Other studies on the topic suggest that women who freeze their eggs have a strong desire for children. But not all women who have children after egg freezing do so with their frozen ova. Indeed, the return rate is less than 10%.
This raises the question: why do women freeze their eggs, if not to use them later? My doctoral research in social anthropology and ethnology examined this question.
The borderline between motherhood and childfree
I conducted 43 interviews with French women who had frozen their eggs for age-related or medical reasons, or who taken part in egg donation.
Although a majority of the women I spoke to expressed a desire for a child, a third said they felt uncertain about having children, while five said they wanted to remain childfree.
In their testimonies, the women who were unsure or who didn't want children often placed themselves on the borderline between wanting and not wanting to become mothers. Ilka (names have been changed), 39, said: "I took this step to confront the question of whether I really want children or whether I want them at all costs. So, I don't fall into the category of "I don't want them at all' or "I want them at all costs.'"
This was also the case for Rosalinda, 34, who froze her eggs for medical reasons and also for egg donation: "I don't know if I want a child. Every time I'm asked the question: "You don't want a child now. What about later?" I don't want one, full stop. Maybe later, I don't know."

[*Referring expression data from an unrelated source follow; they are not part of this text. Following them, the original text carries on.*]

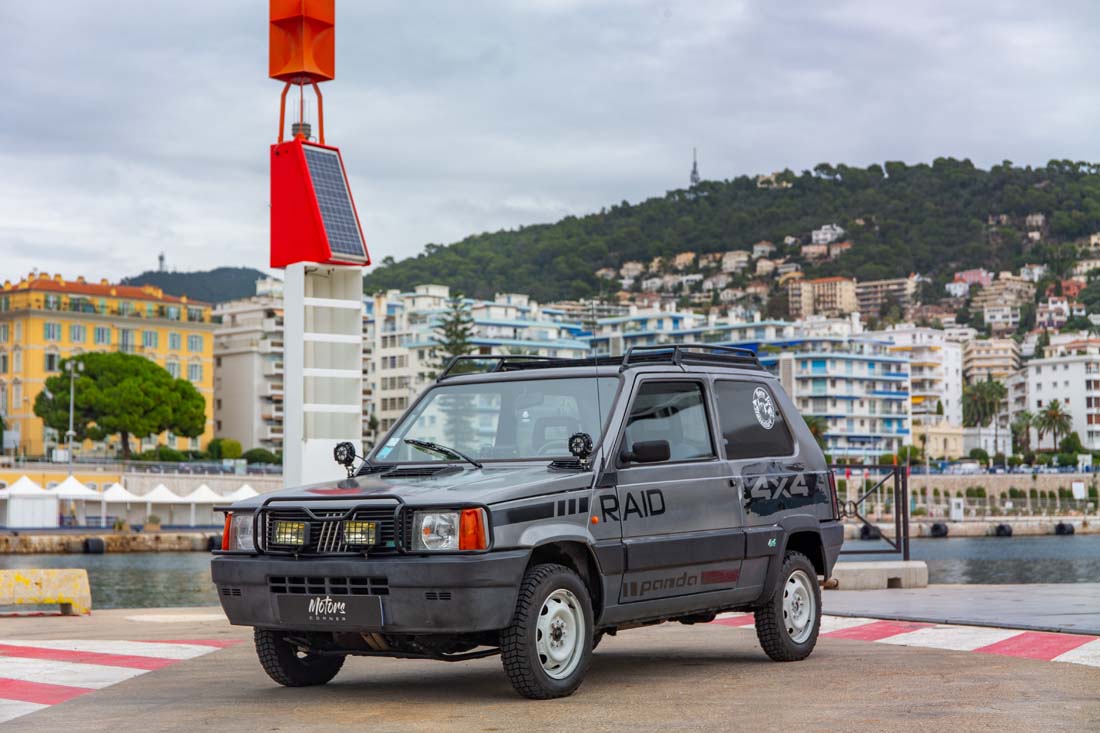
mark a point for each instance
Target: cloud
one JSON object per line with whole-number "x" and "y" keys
{"x": 146, "y": 128}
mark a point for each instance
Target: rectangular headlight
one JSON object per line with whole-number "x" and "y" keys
{"x": 289, "y": 533}
{"x": 450, "y": 531}
{"x": 361, "y": 533}
{"x": 240, "y": 533}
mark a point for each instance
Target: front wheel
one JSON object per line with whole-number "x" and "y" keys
{"x": 285, "y": 664}
{"x": 547, "y": 647}
{"x": 788, "y": 623}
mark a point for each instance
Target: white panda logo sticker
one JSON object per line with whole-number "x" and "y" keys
{"x": 763, "y": 407}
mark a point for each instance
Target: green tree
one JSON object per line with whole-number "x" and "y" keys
{"x": 1053, "y": 419}
{"x": 124, "y": 395}
{"x": 454, "y": 330}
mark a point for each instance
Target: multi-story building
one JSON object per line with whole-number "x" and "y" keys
{"x": 996, "y": 359}
{"x": 44, "y": 319}
{"x": 827, "y": 234}
{"x": 248, "y": 385}
{"x": 1069, "y": 373}
{"x": 873, "y": 294}
{"x": 402, "y": 341}
{"x": 824, "y": 296}
{"x": 935, "y": 371}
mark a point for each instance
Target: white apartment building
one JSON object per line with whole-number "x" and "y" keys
{"x": 399, "y": 336}
{"x": 1070, "y": 373}
{"x": 248, "y": 382}
{"x": 935, "y": 370}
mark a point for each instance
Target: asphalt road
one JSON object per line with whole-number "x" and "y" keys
{"x": 667, "y": 677}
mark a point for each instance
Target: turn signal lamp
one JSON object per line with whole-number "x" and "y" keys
{"x": 472, "y": 535}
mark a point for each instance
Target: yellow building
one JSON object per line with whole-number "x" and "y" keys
{"x": 44, "y": 319}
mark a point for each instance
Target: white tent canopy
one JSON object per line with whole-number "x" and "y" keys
{"x": 29, "y": 505}
{"x": 243, "y": 492}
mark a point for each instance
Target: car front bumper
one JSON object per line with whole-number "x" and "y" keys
{"x": 418, "y": 594}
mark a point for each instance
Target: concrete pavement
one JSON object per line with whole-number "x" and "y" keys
{"x": 672, "y": 676}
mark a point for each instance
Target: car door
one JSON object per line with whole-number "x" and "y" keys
{"x": 768, "y": 473}
{"x": 680, "y": 518}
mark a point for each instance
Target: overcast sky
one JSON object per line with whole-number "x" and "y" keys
{"x": 142, "y": 126}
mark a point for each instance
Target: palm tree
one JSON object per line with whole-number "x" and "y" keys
{"x": 818, "y": 426}
{"x": 1053, "y": 419}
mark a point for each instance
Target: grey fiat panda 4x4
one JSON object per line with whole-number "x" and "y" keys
{"x": 538, "y": 505}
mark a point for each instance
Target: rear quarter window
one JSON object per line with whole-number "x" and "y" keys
{"x": 751, "y": 423}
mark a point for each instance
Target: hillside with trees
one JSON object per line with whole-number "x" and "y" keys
{"x": 932, "y": 219}
{"x": 215, "y": 285}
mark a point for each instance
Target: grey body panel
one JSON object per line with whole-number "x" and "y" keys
{"x": 667, "y": 539}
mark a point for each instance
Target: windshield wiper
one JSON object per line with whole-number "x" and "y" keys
{"x": 427, "y": 446}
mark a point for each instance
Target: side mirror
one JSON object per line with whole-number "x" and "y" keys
{"x": 648, "y": 451}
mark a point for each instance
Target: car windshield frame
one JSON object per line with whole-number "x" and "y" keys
{"x": 394, "y": 437}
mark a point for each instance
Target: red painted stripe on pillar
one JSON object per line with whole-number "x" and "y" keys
{"x": 747, "y": 620}
{"x": 84, "y": 657}
{"x": 1037, "y": 645}
{"x": 39, "y": 692}
{"x": 877, "y": 631}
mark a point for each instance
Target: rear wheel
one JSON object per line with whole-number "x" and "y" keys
{"x": 789, "y": 622}
{"x": 285, "y": 664}
{"x": 547, "y": 648}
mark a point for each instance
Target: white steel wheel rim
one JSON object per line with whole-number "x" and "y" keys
{"x": 559, "y": 634}
{"x": 799, "y": 606}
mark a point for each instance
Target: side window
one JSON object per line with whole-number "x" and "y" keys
{"x": 673, "y": 412}
{"x": 751, "y": 424}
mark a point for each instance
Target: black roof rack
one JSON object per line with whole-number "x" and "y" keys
{"x": 707, "y": 354}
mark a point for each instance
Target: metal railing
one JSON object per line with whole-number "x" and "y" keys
{"x": 894, "y": 480}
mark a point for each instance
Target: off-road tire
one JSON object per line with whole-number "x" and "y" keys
{"x": 771, "y": 630}
{"x": 518, "y": 653}
{"x": 282, "y": 663}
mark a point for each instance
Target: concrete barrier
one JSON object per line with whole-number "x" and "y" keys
{"x": 67, "y": 588}
{"x": 878, "y": 576}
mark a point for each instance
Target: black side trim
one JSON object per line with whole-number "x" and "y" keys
{"x": 611, "y": 557}
{"x": 677, "y": 550}
{"x": 529, "y": 513}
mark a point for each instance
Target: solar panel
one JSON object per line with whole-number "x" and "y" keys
{"x": 334, "y": 201}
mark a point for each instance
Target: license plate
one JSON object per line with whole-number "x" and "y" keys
{"x": 330, "y": 610}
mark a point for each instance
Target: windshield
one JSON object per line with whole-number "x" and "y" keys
{"x": 503, "y": 420}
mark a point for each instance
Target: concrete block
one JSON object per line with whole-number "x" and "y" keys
{"x": 882, "y": 575}
{"x": 67, "y": 588}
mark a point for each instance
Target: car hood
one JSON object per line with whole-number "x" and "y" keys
{"x": 457, "y": 483}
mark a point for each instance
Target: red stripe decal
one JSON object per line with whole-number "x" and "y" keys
{"x": 39, "y": 692}
{"x": 1037, "y": 645}
{"x": 747, "y": 620}
{"x": 217, "y": 643}
{"x": 84, "y": 657}
{"x": 877, "y": 630}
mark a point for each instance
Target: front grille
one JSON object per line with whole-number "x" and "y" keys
{"x": 328, "y": 586}
{"x": 326, "y": 531}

For these women, egg freezing allowed them to confront the question of their "true" desire for a child without losing the possibility of conceiving altogether. Faced with potential infertility associated with aging, medical treatment or illness, they feared they would no longer be able to give birth, if the desire one day arose. Egg freezing offered them a kind of prolongation of uncertainty until one or other option becomes obvious.
The decision not to have children is a difficult and socially marginalized one for women to make, both from a social and personal point of view. They are frequently questioned about their choices. In my study, even these the women who said they definitely did not want children expressed the fear of regretting not having had them in future.
Rita, 35, explained her decision to freeze her eggs this way: "I don't want to have a child. I am 35 years old. I don't want to. I've never wanted to, but I know that you can change. I tell myself that if one day I change my mind, I will have planned for this option."
Tania, 32, had her eggs frozen after being diagnosed with breast cancer. She said: "I have evolved in my relationship with the world and have become increasingly firm and radical about what I want. Not only do I not want a child, I don't particularly want to be in a couple either."
Tania talked about egg freezing as a "well-directed choice" at the time. She said she and her doctors considered it to be the right option after her cancer diagnosis, a moment of psychological distress when making a decision about having children in future would have been difficult.
All doors open
My research shows that some women undertake an arduous and psychologically costly journey for a purpose that is not necessarily reproductive. Having frozen eggs places these women not in the "childless" group, but in the "not-yet-mothers" group.
Egg freezing seems to leave women with all doors open. It aims to give them a chance of childbearing in the future. It also allows them to make the choice, temporary or permanent, to be childfree without completely losing the possibility of having children later.
The decision to freeze eggs thus offers a temporary medical response to the uncertainty associated with motherhood in the modern age.